A phylogenetic latent feature model for clonal deconvolution

Francesco Marass, Florent Mouliere, Ke Yuan, Nitzan Rosenfeld, Florian Markowetz. 2016. The Annals of Applied Statistics Volume 10, Number 4 (2016), 2377-2404.

Abstract

Tumours develop in an evolutionary process, in which the accumulation of mutations produces subpopulations of cells with distinct mutational profiles, called clones. This process leads to the genetic heterogeneity widely observed in tumour sequencing data, but identifying the genotypes and frequencies of the different clones is still a major challenge. Here, we present Cloe, a phylogenetic latent feature model to deconvolute tumour sequencing data into a set of related genotypes. Our approach extends latent feature models by placing the features as nodes in a latent tree.
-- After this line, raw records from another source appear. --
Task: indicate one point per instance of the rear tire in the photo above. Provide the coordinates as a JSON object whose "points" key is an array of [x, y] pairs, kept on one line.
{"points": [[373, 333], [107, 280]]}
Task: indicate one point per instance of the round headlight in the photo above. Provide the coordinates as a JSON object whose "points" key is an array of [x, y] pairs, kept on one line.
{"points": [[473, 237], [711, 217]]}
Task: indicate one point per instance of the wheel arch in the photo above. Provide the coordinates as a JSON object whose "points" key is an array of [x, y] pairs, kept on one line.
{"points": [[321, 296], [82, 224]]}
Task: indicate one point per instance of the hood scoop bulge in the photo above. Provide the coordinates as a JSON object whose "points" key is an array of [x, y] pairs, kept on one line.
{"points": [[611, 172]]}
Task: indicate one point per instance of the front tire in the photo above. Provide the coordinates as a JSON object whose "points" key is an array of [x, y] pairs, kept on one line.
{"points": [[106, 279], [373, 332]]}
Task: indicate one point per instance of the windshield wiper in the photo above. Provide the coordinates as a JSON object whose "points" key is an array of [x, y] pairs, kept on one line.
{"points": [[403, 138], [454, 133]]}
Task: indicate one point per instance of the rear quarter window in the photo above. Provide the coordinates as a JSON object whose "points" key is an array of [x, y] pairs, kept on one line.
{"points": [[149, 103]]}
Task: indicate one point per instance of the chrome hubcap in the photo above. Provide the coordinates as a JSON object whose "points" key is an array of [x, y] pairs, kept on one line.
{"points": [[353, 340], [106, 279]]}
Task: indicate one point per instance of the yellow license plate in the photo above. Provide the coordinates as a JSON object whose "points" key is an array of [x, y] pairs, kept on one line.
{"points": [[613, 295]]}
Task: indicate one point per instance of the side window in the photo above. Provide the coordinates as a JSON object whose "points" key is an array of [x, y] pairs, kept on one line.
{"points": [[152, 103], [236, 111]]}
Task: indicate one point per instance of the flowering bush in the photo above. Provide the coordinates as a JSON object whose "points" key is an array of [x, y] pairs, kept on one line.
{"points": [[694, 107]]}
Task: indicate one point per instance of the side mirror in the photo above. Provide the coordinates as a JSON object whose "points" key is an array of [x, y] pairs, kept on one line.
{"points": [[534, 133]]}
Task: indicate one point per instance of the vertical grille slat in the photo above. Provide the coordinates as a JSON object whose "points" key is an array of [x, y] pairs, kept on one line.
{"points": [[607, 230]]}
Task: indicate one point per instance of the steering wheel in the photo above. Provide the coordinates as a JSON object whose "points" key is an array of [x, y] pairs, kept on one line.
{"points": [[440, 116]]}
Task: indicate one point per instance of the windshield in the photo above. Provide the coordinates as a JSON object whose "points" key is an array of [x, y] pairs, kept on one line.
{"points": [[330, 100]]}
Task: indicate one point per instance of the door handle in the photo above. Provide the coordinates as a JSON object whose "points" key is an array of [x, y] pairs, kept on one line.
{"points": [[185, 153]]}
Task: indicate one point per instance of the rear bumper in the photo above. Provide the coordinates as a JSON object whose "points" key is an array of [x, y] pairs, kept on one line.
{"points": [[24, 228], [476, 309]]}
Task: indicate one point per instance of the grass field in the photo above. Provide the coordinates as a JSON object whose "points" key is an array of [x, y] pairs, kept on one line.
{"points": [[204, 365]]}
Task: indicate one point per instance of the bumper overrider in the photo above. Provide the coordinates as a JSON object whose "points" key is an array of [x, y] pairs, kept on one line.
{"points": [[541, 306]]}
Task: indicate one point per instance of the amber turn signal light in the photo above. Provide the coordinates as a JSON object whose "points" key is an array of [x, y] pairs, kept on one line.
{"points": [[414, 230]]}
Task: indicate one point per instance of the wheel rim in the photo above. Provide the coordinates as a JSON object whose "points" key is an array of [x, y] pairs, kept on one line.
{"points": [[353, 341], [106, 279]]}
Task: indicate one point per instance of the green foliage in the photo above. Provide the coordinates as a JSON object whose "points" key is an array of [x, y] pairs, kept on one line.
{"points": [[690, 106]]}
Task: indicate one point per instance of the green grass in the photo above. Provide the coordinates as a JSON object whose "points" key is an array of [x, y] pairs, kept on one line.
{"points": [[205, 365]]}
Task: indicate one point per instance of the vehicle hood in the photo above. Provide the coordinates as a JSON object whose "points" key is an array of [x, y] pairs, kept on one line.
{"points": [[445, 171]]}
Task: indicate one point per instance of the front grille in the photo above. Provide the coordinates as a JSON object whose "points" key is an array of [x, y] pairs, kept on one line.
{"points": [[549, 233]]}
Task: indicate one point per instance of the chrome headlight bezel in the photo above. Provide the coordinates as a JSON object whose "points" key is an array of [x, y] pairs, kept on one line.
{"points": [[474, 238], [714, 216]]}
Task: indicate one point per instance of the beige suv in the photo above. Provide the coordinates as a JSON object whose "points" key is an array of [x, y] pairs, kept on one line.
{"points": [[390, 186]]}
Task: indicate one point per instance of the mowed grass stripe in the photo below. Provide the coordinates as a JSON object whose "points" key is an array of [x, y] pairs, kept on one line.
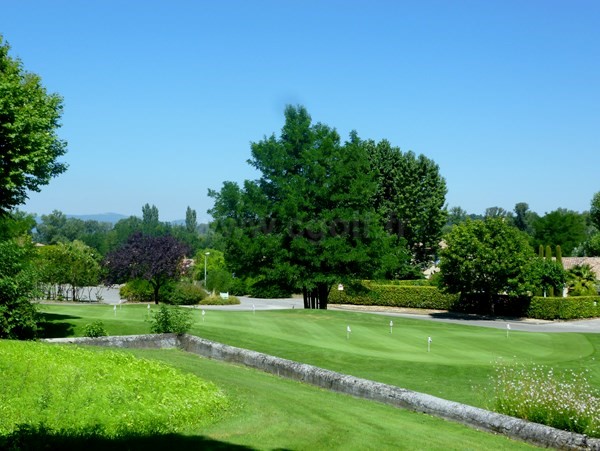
{"points": [[458, 367]]}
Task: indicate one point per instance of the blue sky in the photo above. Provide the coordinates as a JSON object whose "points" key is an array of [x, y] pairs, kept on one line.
{"points": [[162, 98]]}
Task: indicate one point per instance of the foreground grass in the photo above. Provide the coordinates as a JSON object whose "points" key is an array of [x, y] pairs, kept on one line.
{"points": [[265, 412], [458, 367], [109, 392]]}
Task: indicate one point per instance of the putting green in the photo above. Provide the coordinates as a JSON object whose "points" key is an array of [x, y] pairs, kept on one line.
{"points": [[458, 365]]}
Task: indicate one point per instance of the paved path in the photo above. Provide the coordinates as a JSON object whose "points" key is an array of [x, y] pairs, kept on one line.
{"points": [[111, 296], [522, 324]]}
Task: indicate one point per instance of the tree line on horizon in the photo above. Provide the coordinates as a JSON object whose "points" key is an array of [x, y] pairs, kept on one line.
{"points": [[323, 211]]}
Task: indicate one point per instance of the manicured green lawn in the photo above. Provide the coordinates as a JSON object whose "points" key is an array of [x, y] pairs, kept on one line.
{"points": [[276, 413], [458, 367]]}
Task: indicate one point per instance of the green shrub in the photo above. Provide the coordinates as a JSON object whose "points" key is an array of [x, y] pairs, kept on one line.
{"points": [[171, 320], [72, 391], [392, 295], [137, 290], [266, 289], [218, 300], [184, 293], [238, 287], [564, 308], [95, 329]]}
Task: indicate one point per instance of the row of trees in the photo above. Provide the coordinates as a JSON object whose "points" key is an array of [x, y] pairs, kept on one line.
{"points": [[577, 233], [105, 237], [490, 258]]}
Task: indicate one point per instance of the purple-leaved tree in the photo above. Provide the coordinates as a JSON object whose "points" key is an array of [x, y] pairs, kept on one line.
{"points": [[156, 259]]}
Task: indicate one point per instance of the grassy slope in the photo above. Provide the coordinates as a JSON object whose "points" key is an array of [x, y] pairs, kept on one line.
{"points": [[274, 413], [457, 368]]}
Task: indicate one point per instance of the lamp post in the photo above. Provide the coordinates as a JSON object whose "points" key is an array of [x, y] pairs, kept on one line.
{"points": [[206, 254]]}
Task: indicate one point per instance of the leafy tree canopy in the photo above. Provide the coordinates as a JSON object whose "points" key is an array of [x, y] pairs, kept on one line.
{"points": [[156, 259], [561, 227], [309, 220], [29, 145], [484, 259]]}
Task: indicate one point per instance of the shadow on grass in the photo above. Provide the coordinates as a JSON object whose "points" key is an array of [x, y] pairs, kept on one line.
{"points": [[38, 438], [53, 325]]}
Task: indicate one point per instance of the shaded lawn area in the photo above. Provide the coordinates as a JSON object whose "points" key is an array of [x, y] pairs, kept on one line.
{"points": [[457, 368]]}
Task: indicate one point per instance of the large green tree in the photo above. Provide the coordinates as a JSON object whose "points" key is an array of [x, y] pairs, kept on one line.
{"points": [[18, 315], [561, 227], [29, 145], [410, 197], [484, 259], [156, 259], [595, 210], [309, 221], [68, 267]]}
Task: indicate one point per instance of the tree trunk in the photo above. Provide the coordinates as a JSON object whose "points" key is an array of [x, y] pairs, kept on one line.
{"points": [[156, 287], [317, 297]]}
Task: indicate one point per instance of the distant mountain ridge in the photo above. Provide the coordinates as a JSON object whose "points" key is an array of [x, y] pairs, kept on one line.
{"points": [[112, 218]]}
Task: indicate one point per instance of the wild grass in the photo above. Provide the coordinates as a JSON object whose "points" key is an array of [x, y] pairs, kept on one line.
{"points": [[112, 393], [564, 400]]}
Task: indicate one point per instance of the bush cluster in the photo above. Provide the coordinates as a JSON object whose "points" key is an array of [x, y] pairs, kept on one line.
{"points": [[171, 320], [393, 295], [76, 391], [95, 330], [564, 308], [218, 300]]}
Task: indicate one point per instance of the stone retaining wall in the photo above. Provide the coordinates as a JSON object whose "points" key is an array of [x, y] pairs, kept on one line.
{"points": [[479, 418]]}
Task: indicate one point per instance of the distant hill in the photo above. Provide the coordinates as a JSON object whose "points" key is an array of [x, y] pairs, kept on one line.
{"points": [[113, 218]]}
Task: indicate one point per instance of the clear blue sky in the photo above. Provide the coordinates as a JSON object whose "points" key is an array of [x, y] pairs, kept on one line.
{"points": [[162, 98]]}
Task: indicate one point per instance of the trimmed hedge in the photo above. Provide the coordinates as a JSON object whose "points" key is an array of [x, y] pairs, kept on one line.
{"points": [[564, 308], [392, 295]]}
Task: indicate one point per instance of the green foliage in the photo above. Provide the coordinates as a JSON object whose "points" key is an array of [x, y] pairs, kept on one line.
{"points": [[238, 286], [565, 401], [559, 256], [95, 329], [546, 276], [263, 288], [71, 264], [76, 389], [595, 210], [552, 308], [484, 259], [183, 293], [393, 295], [523, 218], [560, 227], [16, 224], [410, 197], [29, 118], [171, 320], [218, 300], [582, 281], [18, 277], [309, 220]]}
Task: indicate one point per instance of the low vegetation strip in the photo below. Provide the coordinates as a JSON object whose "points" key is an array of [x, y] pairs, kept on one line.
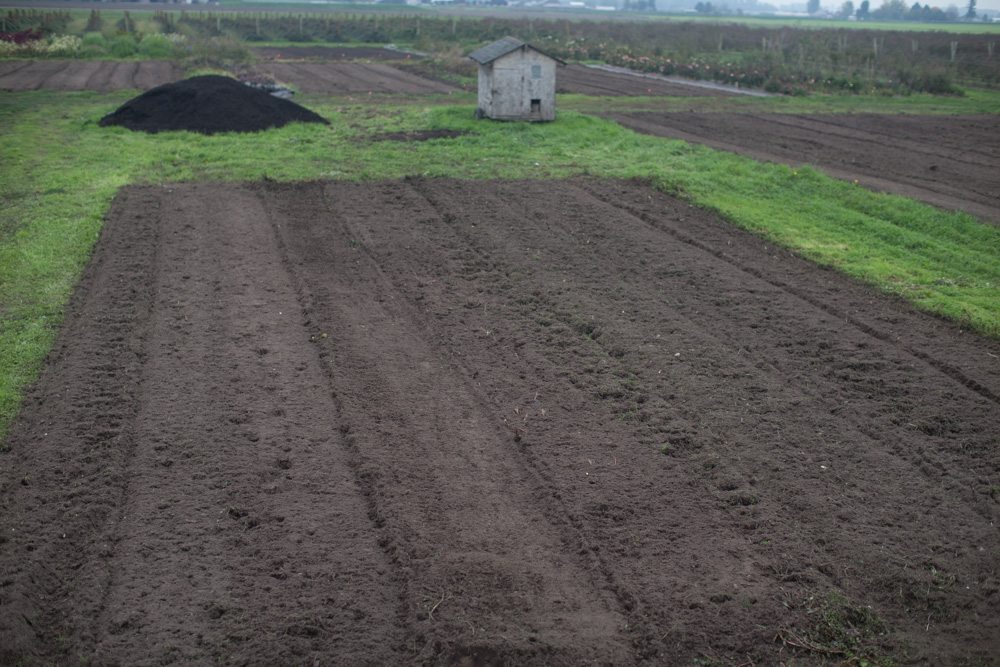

The resulting model can capture both the acquisition and the loss of mutations, as well as episodes of convergent evolution. We establish the validity of Cloe on synthetic data and assess its performance on controlled biological data, comparing our reconstructions to those of several published state-of-the-art methods. We show that our method provides highly accurate reconstructions and identifies the number of clones, their genotypes and frequencies even at a modest sequencing depth. As a proof of concept, we apply our model to clinical data from three cases with chronic lymphocytic leukaemia and one case with acute myeloid leukaemia.